La Procuraduría de Tamaulipas informó el viernes en un comunicado que la detonación del vehículo ocurrió el viernes frente a las instalaciones de la alcaldía de Nuevo Laredo, que se ubica al otro lado de la ciudad de Laredo, Texas.
La autoridad estatal señaló que ninguno de los siete heridos tiene heridas graves que ponga en riesgo su vida.
El secretario de Gobierno de Tamaulipas, Morelos Canseco, dijo en Milenio Televisión que no se trató propiamente de un coche bomba, sino de una granada que fue colocada dentro de una camioneta, la cual se hizo detonar. “Quiero matizar, las palabras coche bomba suenan a medio oriente”, señaló.

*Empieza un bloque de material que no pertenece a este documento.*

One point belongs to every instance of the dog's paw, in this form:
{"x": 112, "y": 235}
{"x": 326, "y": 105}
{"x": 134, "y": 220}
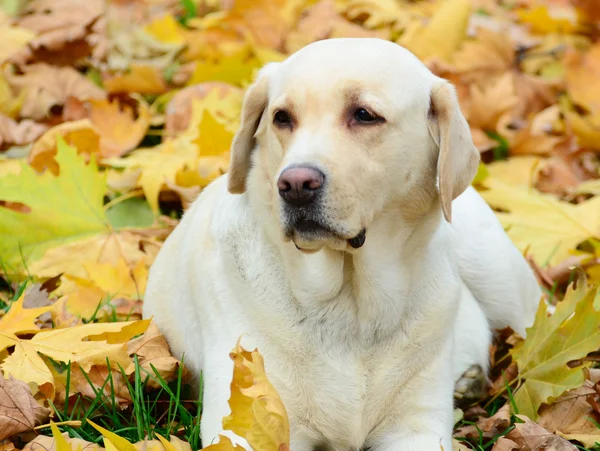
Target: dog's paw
{"x": 471, "y": 387}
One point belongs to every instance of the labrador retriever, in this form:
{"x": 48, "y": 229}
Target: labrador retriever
{"x": 347, "y": 245}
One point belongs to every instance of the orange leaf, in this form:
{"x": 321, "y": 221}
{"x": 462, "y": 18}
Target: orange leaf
{"x": 120, "y": 131}
{"x": 140, "y": 78}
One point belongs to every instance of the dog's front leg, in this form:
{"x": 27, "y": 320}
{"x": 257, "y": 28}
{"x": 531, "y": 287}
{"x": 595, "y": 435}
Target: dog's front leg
{"x": 423, "y": 419}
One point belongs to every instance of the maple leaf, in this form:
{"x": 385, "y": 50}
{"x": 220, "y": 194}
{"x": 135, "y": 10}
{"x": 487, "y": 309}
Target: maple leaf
{"x": 549, "y": 228}
{"x": 13, "y": 39}
{"x": 19, "y": 411}
{"x": 119, "y": 130}
{"x": 582, "y": 77}
{"x": 81, "y": 135}
{"x": 19, "y": 320}
{"x": 86, "y": 345}
{"x": 47, "y": 86}
{"x": 528, "y": 435}
{"x": 570, "y": 333}
{"x": 138, "y": 78}
{"x": 19, "y": 133}
{"x": 257, "y": 413}
{"x": 62, "y": 208}
{"x": 443, "y": 34}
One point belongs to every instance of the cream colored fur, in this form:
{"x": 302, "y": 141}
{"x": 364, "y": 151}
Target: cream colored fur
{"x": 363, "y": 345}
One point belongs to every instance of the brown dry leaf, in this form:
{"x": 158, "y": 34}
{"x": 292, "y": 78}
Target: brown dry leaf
{"x": 487, "y": 103}
{"x": 19, "y": 411}
{"x": 130, "y": 245}
{"x": 152, "y": 349}
{"x": 443, "y": 34}
{"x": 262, "y": 21}
{"x": 97, "y": 375}
{"x": 45, "y": 443}
{"x": 530, "y": 436}
{"x": 120, "y": 131}
{"x": 82, "y": 135}
{"x": 57, "y": 23}
{"x": 322, "y": 21}
{"x": 139, "y": 78}
{"x": 179, "y": 110}
{"x": 571, "y": 416}
{"x": 490, "y": 52}
{"x": 47, "y": 86}
{"x": 19, "y": 320}
{"x": 582, "y": 77}
{"x": 505, "y": 444}
{"x": 19, "y": 133}
{"x": 257, "y": 412}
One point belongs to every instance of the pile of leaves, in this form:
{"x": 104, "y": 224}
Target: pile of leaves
{"x": 115, "y": 114}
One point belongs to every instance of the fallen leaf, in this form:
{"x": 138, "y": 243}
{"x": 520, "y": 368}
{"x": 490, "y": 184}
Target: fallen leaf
{"x": 71, "y": 202}
{"x": 120, "y": 131}
{"x": 19, "y": 411}
{"x": 139, "y": 78}
{"x": 257, "y": 412}
{"x": 47, "y": 86}
{"x": 19, "y": 320}
{"x": 443, "y": 34}
{"x": 569, "y": 334}
{"x": 547, "y": 227}
{"x": 81, "y": 135}
{"x": 528, "y": 435}
{"x": 19, "y": 133}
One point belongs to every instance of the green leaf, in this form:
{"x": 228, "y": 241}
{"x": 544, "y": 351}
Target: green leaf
{"x": 569, "y": 334}
{"x": 58, "y": 209}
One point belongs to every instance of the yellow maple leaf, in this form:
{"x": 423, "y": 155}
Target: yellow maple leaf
{"x": 166, "y": 29}
{"x": 13, "y": 39}
{"x": 158, "y": 164}
{"x": 544, "y": 20}
{"x": 257, "y": 412}
{"x": 549, "y": 228}
{"x": 139, "y": 78}
{"x": 19, "y": 320}
{"x": 62, "y": 208}
{"x": 236, "y": 69}
{"x": 443, "y": 34}
{"x": 569, "y": 334}
{"x": 81, "y": 134}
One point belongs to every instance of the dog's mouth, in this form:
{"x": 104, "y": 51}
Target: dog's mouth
{"x": 304, "y": 231}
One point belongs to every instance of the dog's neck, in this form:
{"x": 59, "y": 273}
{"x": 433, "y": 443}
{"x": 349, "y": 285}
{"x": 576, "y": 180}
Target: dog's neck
{"x": 377, "y": 278}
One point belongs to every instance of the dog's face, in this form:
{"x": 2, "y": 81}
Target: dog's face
{"x": 344, "y": 130}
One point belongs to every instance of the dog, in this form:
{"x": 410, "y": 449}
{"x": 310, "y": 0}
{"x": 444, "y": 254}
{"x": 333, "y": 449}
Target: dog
{"x": 347, "y": 245}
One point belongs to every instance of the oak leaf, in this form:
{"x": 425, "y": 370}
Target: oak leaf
{"x": 570, "y": 333}
{"x": 19, "y": 411}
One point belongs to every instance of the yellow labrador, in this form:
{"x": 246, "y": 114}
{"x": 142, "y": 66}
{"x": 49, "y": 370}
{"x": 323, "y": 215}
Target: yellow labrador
{"x": 330, "y": 247}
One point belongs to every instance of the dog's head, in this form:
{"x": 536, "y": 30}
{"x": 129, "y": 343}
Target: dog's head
{"x": 345, "y": 130}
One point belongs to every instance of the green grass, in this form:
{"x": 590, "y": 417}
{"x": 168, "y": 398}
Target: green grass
{"x": 170, "y": 410}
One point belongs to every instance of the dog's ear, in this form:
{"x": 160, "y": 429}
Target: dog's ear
{"x": 255, "y": 102}
{"x": 458, "y": 158}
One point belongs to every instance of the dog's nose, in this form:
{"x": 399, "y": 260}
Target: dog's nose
{"x": 300, "y": 185}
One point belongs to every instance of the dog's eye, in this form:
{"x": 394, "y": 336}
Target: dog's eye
{"x": 362, "y": 115}
{"x": 282, "y": 118}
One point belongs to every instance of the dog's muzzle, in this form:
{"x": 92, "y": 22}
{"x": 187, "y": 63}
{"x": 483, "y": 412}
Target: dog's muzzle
{"x": 358, "y": 240}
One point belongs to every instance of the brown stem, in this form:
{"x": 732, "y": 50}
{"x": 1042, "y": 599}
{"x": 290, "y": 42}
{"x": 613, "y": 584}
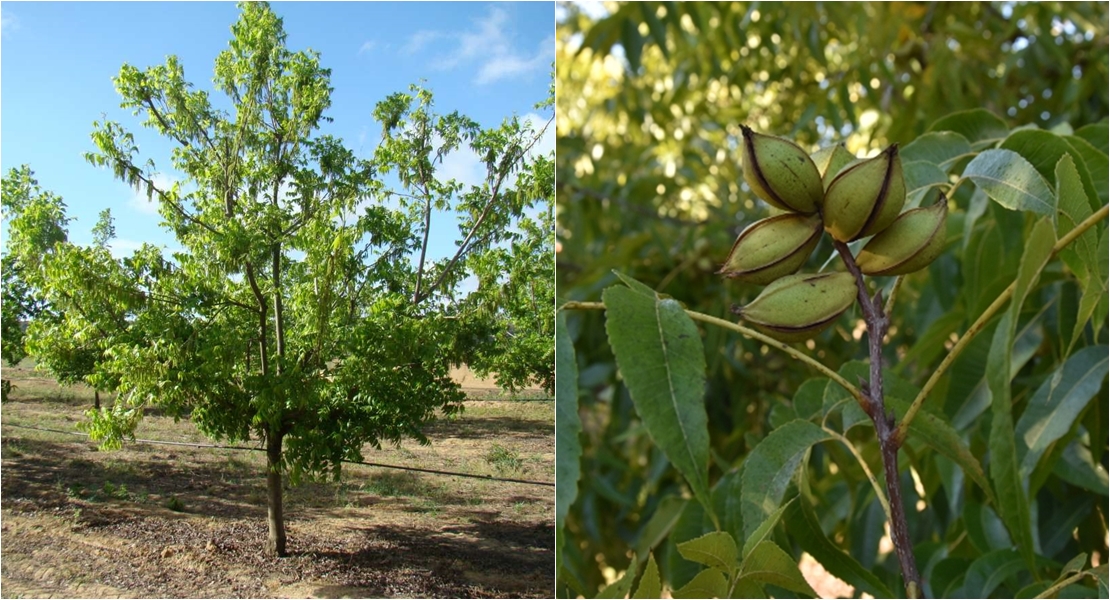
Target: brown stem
{"x": 274, "y": 512}
{"x": 877, "y": 323}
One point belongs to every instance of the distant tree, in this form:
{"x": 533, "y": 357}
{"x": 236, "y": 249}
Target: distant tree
{"x": 516, "y": 291}
{"x": 294, "y": 314}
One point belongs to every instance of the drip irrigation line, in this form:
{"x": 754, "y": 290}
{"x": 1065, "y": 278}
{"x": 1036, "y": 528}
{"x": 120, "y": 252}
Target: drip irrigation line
{"x": 380, "y": 465}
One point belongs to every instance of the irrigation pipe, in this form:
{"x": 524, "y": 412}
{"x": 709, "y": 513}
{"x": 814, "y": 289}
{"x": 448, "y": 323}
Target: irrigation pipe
{"x": 380, "y": 465}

Canseco dijo que se trató de “una expresión propia de rivalidades entre bandas delincuenciales que realizan actividades ilícitas en Nuevo Laredo”. El funcionario, sin embargo, no mencionó a ningún grupo en específico.
La explosión también dañó otros vehículos, además de algunas paredes y vidrios de la alcaldía.
Canseco dijo que tras el estallido se reforzará la seguridad en Nuevo Laredo, en el estado de Tamaulipas, para buscar garantizar que las elecciones presidenciales del domingo se realicen con tranquilidad.
“Hay una serie de medidas de carácter operativo que son propias de la jornada electoral y que se están adelantando”, añadió, aunque evitó dar detalles.
Nuevo Laredo y algunas otras localidades de Tamaulipas han sido escenario de luchas entre los cárteles rivales de Los Zetas y el Golfo, que ahora está aliado al poderoso cártel de Sinaloa.
Las autoridades consideran a Los Zetas y al cártel de Sinaloa como los dos mayores grupos del narcotráfico del país.